Altay Cem Meriç Hocayı linç eden edene. Neymiş efendim kadın erkek karışık konferans yapıyormuş. Sanırsın kadın erkek karışık parti vermiş adam.
Meselenin fıkıhla falan alakası yok. Altay Hoca onca cemaat, tarikat ve Stk’nın yapamadığını tek başına yaptığı için kıskanıyor, softa zihniyette olanlar. Cemaatleri ya da şunu bunu küçümsüyor muyum? Haddime değil. Ben de bir cemaatte bulundum, istifade ettim, kendimi bir cemaat sayesinde muhafaza ettim hatta. Bunu söylemekten de hiçbir zaman çekinmedim. İmam Hatipte okumama rağmen 5 vakit namaz kılmayan ben, Risale-i Nurları okumaya başladıktan sonra ciddi anlamda Allah’ı ve Peygamberini tanımaya başladım. Bugün Allah’a ve Efendimize hakiki bir muhabbet besleyebiliyorsam bunun en birinci sebebi Risale-i Nurlardır.
Başka grupların sohbetlerine de devam ettiğim oldu zaman zaman. Hem de birinin çağırmasıyla değil bizzat kendim merak ederek gittim bunların hepsine. Hepsinden de illaki fayda gördüm.
Ancak devir değişti. Devir değişince metotların da değişmesi gerekiyor haliyle. Bugün ne bir cemaat ne tarikat hatta ne de bir İslamcı Stk kendini güncelleyemedi. Güncelleyemediği için de kendine müşteri bulamıyor zaten. Lisede bizimle ilgilenen veya üniversitede beraber kaldığımız ağabeylere soruyorum mesela, “Eskisi gibi değil, artık çok talebe gelmiyor.” diyorlar. Gelmeyecekler de. Her geçen gün daha da azalacak ve mevcut şekilde işleyen hangi oluşum varsa hepsi yok olup gidecek. Bunları görmek için alim olmaya gerek yok. Gençleri gözlemleyin yeter.

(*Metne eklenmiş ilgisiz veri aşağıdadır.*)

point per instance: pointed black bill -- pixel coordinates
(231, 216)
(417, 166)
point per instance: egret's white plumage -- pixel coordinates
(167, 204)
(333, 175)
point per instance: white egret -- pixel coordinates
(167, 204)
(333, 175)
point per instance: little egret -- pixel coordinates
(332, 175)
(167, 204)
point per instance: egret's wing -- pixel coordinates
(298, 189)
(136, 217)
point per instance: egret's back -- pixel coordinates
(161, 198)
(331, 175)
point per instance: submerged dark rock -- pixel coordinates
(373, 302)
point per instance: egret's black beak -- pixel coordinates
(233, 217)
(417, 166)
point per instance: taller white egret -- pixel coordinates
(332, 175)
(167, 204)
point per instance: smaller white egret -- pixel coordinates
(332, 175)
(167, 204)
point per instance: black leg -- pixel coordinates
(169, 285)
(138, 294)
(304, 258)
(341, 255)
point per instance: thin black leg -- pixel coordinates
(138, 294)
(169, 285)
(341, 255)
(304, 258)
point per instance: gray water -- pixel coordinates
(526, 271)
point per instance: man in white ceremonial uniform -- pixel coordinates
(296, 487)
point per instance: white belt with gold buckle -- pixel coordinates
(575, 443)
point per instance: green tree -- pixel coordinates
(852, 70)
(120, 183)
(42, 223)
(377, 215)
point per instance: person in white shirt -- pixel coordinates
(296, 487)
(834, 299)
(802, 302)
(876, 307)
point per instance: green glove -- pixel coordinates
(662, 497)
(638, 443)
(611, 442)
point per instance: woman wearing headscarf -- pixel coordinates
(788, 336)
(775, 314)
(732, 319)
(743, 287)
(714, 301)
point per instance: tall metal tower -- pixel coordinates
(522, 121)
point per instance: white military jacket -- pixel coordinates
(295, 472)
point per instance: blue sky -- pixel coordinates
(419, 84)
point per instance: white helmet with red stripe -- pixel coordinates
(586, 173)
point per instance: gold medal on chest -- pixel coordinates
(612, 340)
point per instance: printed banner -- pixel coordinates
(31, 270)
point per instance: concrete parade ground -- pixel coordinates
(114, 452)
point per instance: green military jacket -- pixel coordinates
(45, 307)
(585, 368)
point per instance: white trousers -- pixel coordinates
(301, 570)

Ben öğretmenim her sene bilfiil 250 öğrencinin dersine giriyorum. Bu gençleri kaybetmek istemiyorsak başka bir dil, başka bir yöntem şart. “Sosyal medya vs derken ortam çok bozuldu, ondan böyle, elimizden kayıp gidiyorlar” diye yakınmanın anlamı yok. Adamakıllı ilgilenildiğinde öğrenciler gayet de talip oluyorlar.
Okullardaki müfredat hiçbir zaman işe yaramadığı gibi şimdi hiçbir şeye yaramıyor. İtiraf edeyim, ilahiyatta aldığımız eğitim bile özellikle inanç konularında çocukların sorunlarına cevap üretebilecek türden değil. Çoğu dernek de zaten hâlâ 100 yıl öncesinin meseleleriyle uğraşıyor. Geçen bir tanıdık, lise talebesine İhvan-ı Müslimîni anlattığından bahsetti mesela.
Bu gruplardan samimi olanları bir kenara bırakalım; hasedi kendini yiyip bitirenler, Altay Hoca gibi gençliğin bugünkü sorunlarını görüp buna çözüm üreten, bu nedenle de gençlerin teveccühünü kazananları çekemiyorlar ve ha bire saldırıyorlar. Kendilerinin ümmete kattığı bir tane fayda yok. “Yapmayın, etmeyin” demekten başka ellerinde hiçbir argüman yok. “Sosyal medya zararlı kullanmayın” demekle olmuyor mesela. 50 yıl önce televizyonun haram olduğunu söyleyenler sonrasında televizyon kanalı bile kurdu. Demek ki eleştirdiğin şeyin yerine bir şey ikame edeceksin. Etmiyorsan yok olmaya mahkumsun. Bir şey üretmiyorsan, ümmetin bir derdine derman olmuyorsan insanlar neden seni dinlesin, neden sana gelsin? İnternette İslam aleyhinde olan onca zırvaya karşı ne ürettin mesela? Koca bir hiç. Mollasından ilahiyatçısına herkes sus pus. Hal böyle olunca bir hekimin çıkıp tek başına böyle bir mücadeleyi vermesini nefisleri kabullenemiyor. İşin en acısı bu zaten, insanları hakka çağıran bu adamlar daha kendi nefislerini bile terbiye edememiş. Allah bu gibilerin şerrinden gayret sahibi Müslümanlarımızı muhafaza etsin.
Bir kitap tavsiyesiyle bitireyim yazıyı. Ketebe yayınlarından çıkan, İmam Gazzali’nin Kendini Aldatan İnsan isimli kitabını okuyun muhakkak.